Взгляни на дом свой, ангел - страница 34
– Да как же это? Он ведь был здоровяк в расцвете лет, – сказал Гант. – Я же с ним перед самым отъездом разговаривал, – солгал он, навеки внушая себе, что так оно и было. – Он же и не болел никогда.
– Пришел в пятницу домой простуженный, – сказал вагоновожатый, – а во вторник уже помер.
Рельсы завибрировали нарастающим гуденьем. Толстым пальцем перчатки он протер дырочку в мохнатом слое инея на окне и как сквозь туман увидел рыжий срез откоса. В конце разъезда возник другой трамвай и с режущим визгом свернул на стрелке.
– Да, сэр, – сказал вагоновожатый, отодвигая дверь, – этого уж заранее не угадаешь, чей черед следующий. Сегодня человек жив, а завтра нет его. И бывает, что первыми ноги протягивают те, кто покрепче.
Он задвинул за собой дверь и включил ток сразу на три деления. Трамвай рванулся с места, как заведенная игрушка.
Во цвете лет, думал Гант. Вот и я когда-нибудь так. Нет, другие, не я. Матери скоро восемьдесят шесть. Ест за четверых, писала Огеста. Надо послать ей двадцать долларов. Вот сейчас – в ледяной глине, замороженный. Долежит до весны. Дождь, тление, прах. Кто ставил памятник? Брок или Сол Гаджер? Отбивают мой хлеб. Покончить со мной – с чужаком. Мрамор из Джорджии, основание из песчаника – сорок долларов.

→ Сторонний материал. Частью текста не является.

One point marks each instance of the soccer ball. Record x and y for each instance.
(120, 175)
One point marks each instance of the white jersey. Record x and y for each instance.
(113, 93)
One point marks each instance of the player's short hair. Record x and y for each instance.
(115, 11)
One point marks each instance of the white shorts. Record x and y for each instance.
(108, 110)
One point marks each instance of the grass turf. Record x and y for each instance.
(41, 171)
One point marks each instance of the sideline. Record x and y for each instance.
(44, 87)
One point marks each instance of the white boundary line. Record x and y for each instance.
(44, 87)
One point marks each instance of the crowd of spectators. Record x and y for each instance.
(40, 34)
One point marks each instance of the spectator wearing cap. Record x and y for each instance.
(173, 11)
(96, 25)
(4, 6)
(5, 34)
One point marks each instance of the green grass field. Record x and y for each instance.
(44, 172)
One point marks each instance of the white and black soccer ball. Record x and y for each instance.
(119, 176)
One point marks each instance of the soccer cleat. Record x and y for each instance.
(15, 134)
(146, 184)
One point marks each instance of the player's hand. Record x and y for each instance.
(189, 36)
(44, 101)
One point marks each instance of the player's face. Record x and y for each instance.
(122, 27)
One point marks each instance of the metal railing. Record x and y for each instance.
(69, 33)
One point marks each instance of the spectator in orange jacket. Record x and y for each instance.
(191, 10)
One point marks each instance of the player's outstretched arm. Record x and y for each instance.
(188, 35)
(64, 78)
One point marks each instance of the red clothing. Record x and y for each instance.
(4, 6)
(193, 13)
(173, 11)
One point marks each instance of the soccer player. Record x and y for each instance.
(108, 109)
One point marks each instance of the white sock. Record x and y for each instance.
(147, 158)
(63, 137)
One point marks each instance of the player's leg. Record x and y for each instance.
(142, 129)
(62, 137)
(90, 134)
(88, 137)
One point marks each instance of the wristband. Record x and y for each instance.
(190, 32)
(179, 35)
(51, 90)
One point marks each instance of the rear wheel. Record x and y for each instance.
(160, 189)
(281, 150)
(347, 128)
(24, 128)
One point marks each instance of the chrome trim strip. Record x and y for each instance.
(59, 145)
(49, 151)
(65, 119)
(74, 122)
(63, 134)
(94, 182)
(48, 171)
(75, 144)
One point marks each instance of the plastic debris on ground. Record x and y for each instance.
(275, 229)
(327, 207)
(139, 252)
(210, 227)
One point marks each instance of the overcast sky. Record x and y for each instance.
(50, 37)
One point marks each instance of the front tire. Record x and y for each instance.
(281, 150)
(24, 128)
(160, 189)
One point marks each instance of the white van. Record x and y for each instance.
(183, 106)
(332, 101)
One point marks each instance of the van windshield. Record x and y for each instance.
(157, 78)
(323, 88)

Четыре цента буква. За такую работу это еще дешево, бог свидетель. Мои буквы самые лучшие. Мог бы стать писателем. И рисовать люблю. А мои? Я бы уже знал, если бы что-нибудь… он бы мне сказал. Со мной этого не будет. Выше пояса все в порядке. Уж если что и случится, то ниже. Там все разъело. Дырки от виски по всем кишкам. У Кардьяка в приемной на картинках больной раком. Ну, это должны подтвердить несколько врачей. А не то – уголовное преступление. Ну, да если самое худшее – вырезать, и все тут. Убрать, пока он не разросся. И живи. Старику Хейту сделали окошко в брюхе. Выгребли в чашку. Макгайр – проклятый мясник. Но он все может сделать. Отрежет здесь, пришьет там. Этому, из Хомини, приставил взамен носа кусочек берцовой кости. От настоящего не отличить. Наверное, и это можно. Перерезать все веревочки, потом опять связать. Пока ты ждешь. Работа прямо для Макгайра – раз, два, и готово. Так и будет. Когда меня не будет. Вот так: ничего об этом не известно – но убить тебя может. У Бычихи слишком велики. До весны уже недалеко. Вот и умрешь. Маловаты. А в голове черт знает что. Полные чаши бычьего молока. Юпитер и эта[23]… как ее там.
Теперь на западе он увидел вершину Писги и западный кряж. Там было больше простора. Горы в солнечной стороне громоздились к солнцу. Там было что охватить глазом – туманный, пронизанный солнцем размах, мир, изгибающийся и открывающийся в другой мир гор и равнин, туда, на запад. Запад для желаний, Восток для дома. На востоке, всего в миле, над городом заботливо нависали горы. Бердсай, Сансет. Над закопченно-белым особняком судьи Бака Севьера на фешенебельной стороне Писга-авеню в небо густым курчавым столбом валил дым, над негритянскими лачугами внизу в овраге курились жидкие дымки. Завтрак. Жареные мозги и яичница с полосатыми шкварками мягкой грудинки. Проснитесь, проснитесь, проснитесь, горные свиньи! А она еще спит, неряшливо завернувшись в три старых одеяла в душном, затхлом, желтоватом холоде. Потрескавшиеся руки тошнотворно сладковаты, наглицеринены. Пузырьки с сургучом на горлышках, шпильки, обрывки бечевки. Входить к ней сейчас не позволено. Стыдится.
Разносчик газет номер семь кончил свой обход на углу Вайн-стрит, как раз когда трамвай остановился, сворачивая с Писга-авеню к сердцу города. Мальчишка ловко сложил, согнул и расплющил свежие газетные листы и запустил увесистый кирпичик за тридцать ярдов на крыльцо Шиллса, ювелира. Газеты звонко шлепнулись об стенку и отскочили. А разносчик зашагал с утомленным облегчением в гущу времени навстречу двадцатому веку, с наслаждением ощущая призрачный поцелуй отсутствующей ноши на своем правом, теперь уже свободном, но все еще перекошенном плече.